More than two decades ago, on August 21, 1996, then-President Bill Clinton signed the Health Insurance Portability and Accountability Act (HIPAA) into law. Since then, healthcare has changed a lot and HIPAA has helped guide those changes every step of the way.
HIPAA's early years
Although HIPAA was passed in 1996, it would take nearly seven years for the initial HIPAA Privacy Rule to go into effect. As the first federal law to address the privacy and security of health information, the HIPAA Privacy Rule was inherently complex. Privacy provisions in the original legislation signed by President Clinton totaled 337 words. The final rule issued in March 2002 was around 101,000 words long and spanned more than 500 pages, according to an October 2003 USA Today article.
“When the HIPAA regulation initially went into effect, it generated significant skepticism, confusion, and even angst,” Jocelyn Samuels, director of the HHS' Office for Civil Rights (OCR), told Healthcare Dive.
Criticism of HIPAA came from all directions, Samuels said. On one side, healthcare providers wondered whether HIPAA might prove to be too cumbersome and expensive to comply with. On the other, patient advocates expressed concern that HIPAA wouldn’t provide meaningful protections.
In the early years of HIPAA privacy protections, HHS and OCR, which was responsible for enforcing the Privacy Rule, seemed content to let noncompliant healthcare providers slide with a warning. From April 2003 to 2008, around 35,000 HIPAA privacy violations were reported, but not a single civil fine was levied against a healthcare provider.
HHS said it had worked with around 6,000 providers reported for violations to help them achieve “voluntary compliance,” according to an April 2008 article in the Wall Street Journal. Their approach was to encourage “improvements that were constructive and were achieved more quickly than through imposition of monetary penalties.” This approach would change with the passage of the HITECH Act in 2009.
HITECH & HIPAA
In many ways, HIPAA was ahead of its time. Although it passed before widespread adoption of EHRs, HIPAA recognized in 1996 that digitization of health data was right around the corner. One of its goals was to standardize the electronic exchange of sensitive health information. HIPAA laid the groundwork for future efforts to advance health IT and those efforts, in turn, strengthened HIPAA’s privacy protections.
“HIPAA has transformed healthcare and healthcare delivery over the past two decades, evolving itself alongside of technology,” Samuels said. “The HIPAA standards have helped pave the way for the widespread adoption of the electronic health record and the interoperability of health data.”
When the HITECH Act passed in 2009, it included provisions to strengthen HIPAA privacy protections and HHS’ ability to enforce them. The HITECH Act expanded compliance requirements to business associates of covered entities, required self-reporting of privacy breaches, and increased potential fines for violations to up to $1.5 million. Later that year, OCR would issue the first of many multi-million dollar fines for HIPAA violations.
HITECH changes to HIPAA were finalized in January 2013 with the release of the HIPAA/HITECH Omnibus Final Rule. “The final omnibus rule marks the most sweeping changes to the HIPAA Privacy and Security Rules since they were first implemented,” then-OCR Director Leon Rodriguez said.
Where has HIPAA fallen short?
While patients are technically afforded the right under HIPAA to access their own personal health information, this is easier said than done. “Far too often individuals face obstacles to accessing their health information, even from entities required to comply with the HIPAA Privacy Rule,” Samuels wrote in a January blog post.

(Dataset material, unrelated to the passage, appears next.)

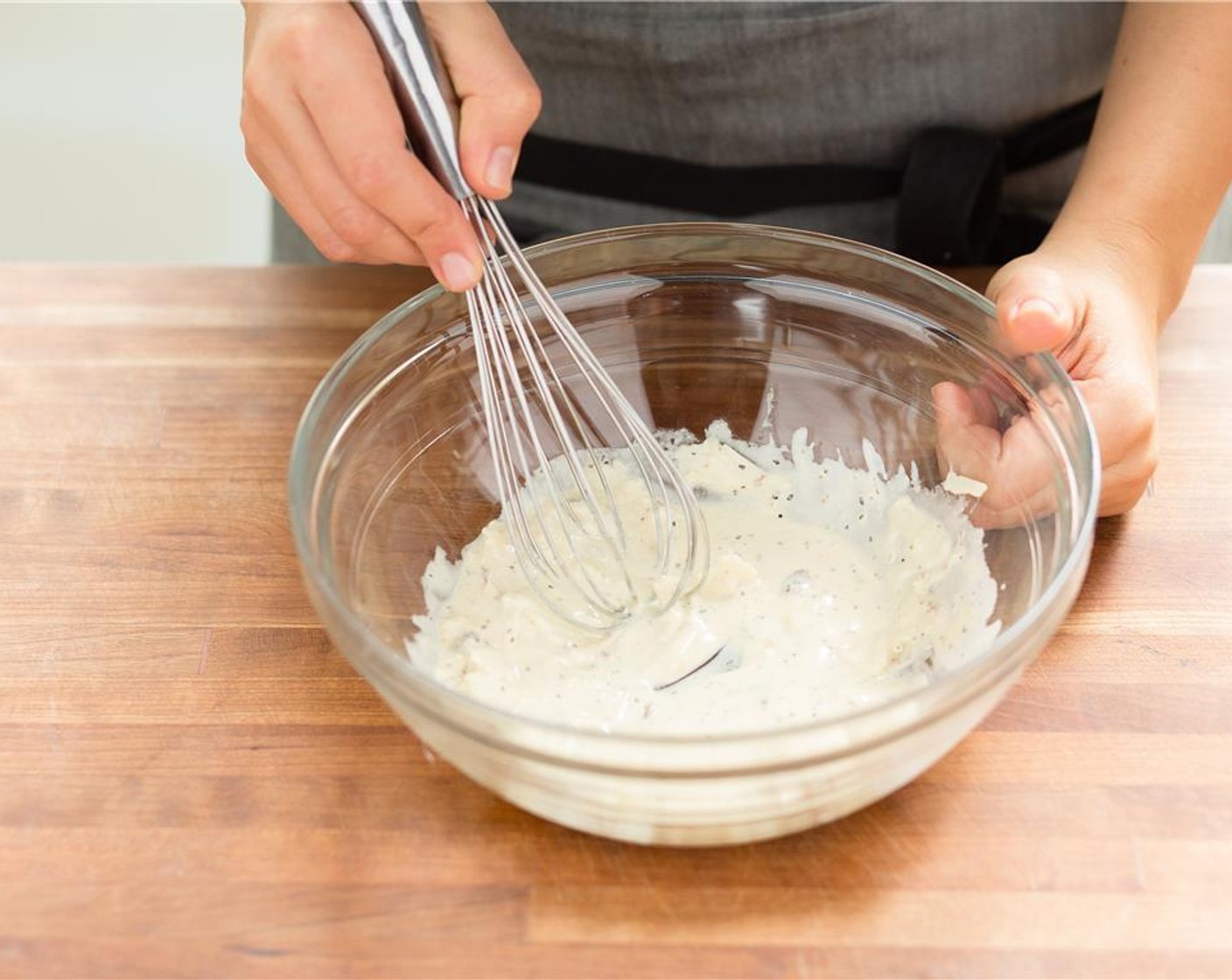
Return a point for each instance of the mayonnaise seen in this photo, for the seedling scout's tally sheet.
(830, 588)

By accessing their own personal health information, patients could better manage chronic health conditions and help to coordinate their care. While HIPAA makes this a possibility in theory, it is much more difficult in practice.
Even worse, third parties often have more access to personal health information than patients themselves. Anonymized health data may be doled out for research purposes that do indeed help patients, but it can also be used for marketing and other commercial practices. In May 2014, the Federal Trade Commission issued a report showing how much personal health information data brokers are collecting.

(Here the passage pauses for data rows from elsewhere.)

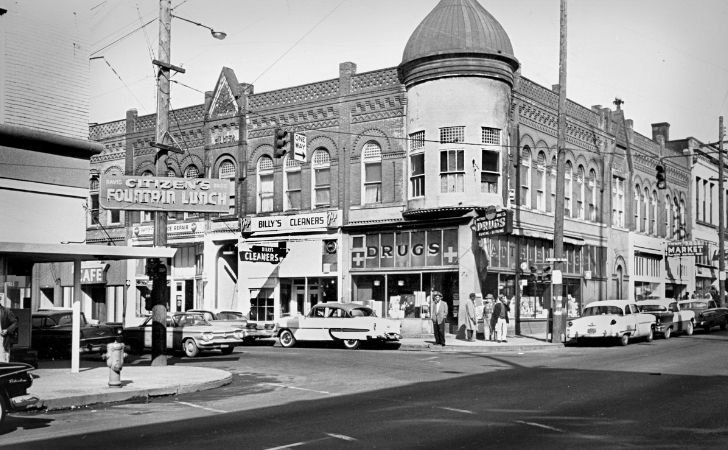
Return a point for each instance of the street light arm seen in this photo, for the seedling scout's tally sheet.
(216, 34)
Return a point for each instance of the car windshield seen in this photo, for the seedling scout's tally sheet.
(599, 310)
(230, 315)
(653, 308)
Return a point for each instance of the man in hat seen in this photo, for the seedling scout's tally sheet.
(439, 317)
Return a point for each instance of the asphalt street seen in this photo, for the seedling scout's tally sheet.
(646, 395)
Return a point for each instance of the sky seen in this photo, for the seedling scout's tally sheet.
(666, 59)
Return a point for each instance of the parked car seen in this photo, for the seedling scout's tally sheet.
(669, 316)
(15, 379)
(186, 332)
(707, 313)
(348, 323)
(612, 319)
(253, 329)
(51, 333)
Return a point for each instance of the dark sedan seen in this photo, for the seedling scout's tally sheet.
(707, 313)
(51, 333)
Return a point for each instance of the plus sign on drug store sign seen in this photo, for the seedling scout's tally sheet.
(414, 248)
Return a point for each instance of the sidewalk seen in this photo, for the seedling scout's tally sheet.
(57, 388)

Supposedly anonymized health data can also be used to connect medical records to the individuals to which they belong. In 2005, Carnegie Mellon University Professor Latanya Sweeney told the Privacy and Integrity Advisory Committee of the Department of Homeland Security that she was able to compare hospital data to voter registration rolls to identify medical records belonging to former Massachusetts Governor William Weld.

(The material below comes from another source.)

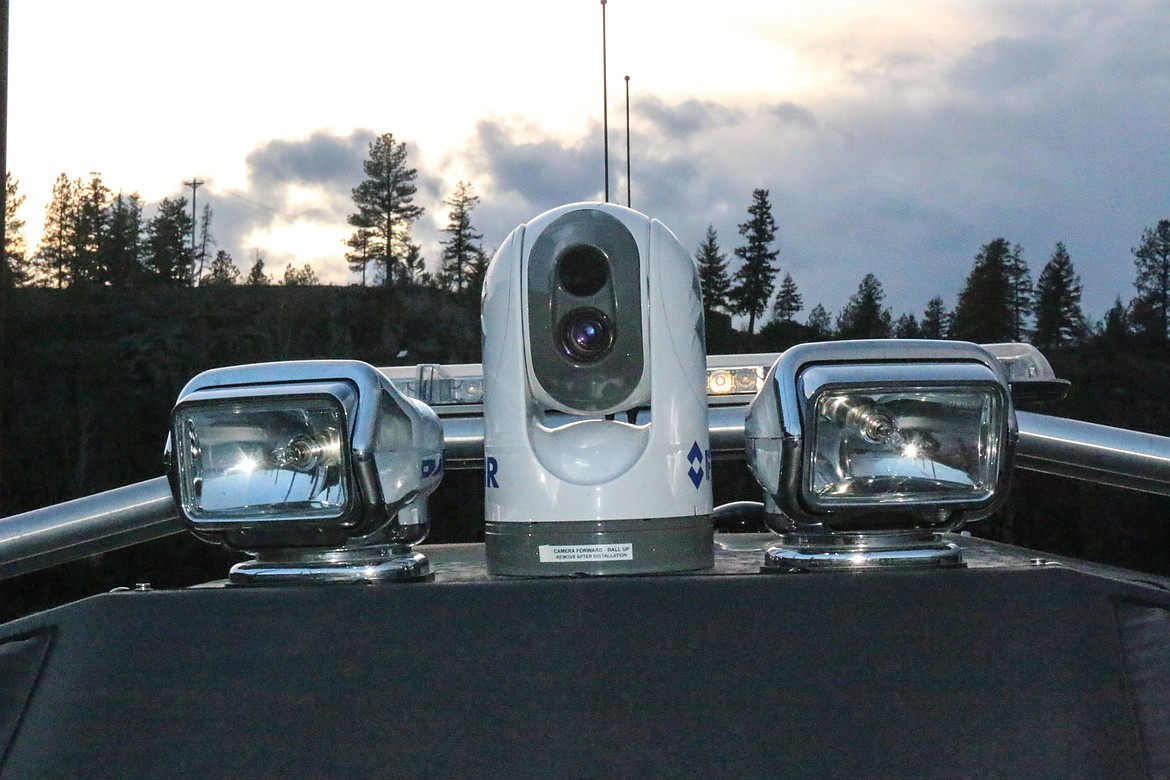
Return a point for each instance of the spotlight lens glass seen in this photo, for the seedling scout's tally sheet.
(908, 446)
(279, 458)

“The public has been misled and most still have no knowledge of their lack of control over their sensitive health data,” Dr. Deborah Peel, founder and president of Patient Privacy Rights, told Healthcare Dive. “Today, no nation has a comprehensive map of all flows of personal health data. How can personal data possibly be secured, much less private, if we have no idea where it is or how it’s used?”
HIPAA is an imperfect law, but, at 20 years old, it could mature and grow stronger. As OCR Director Samuels said, HIPAA has been a blue print for healthcare reform. At this point, it will likely be a mainstay in blue prints for healthcare reforms of the future.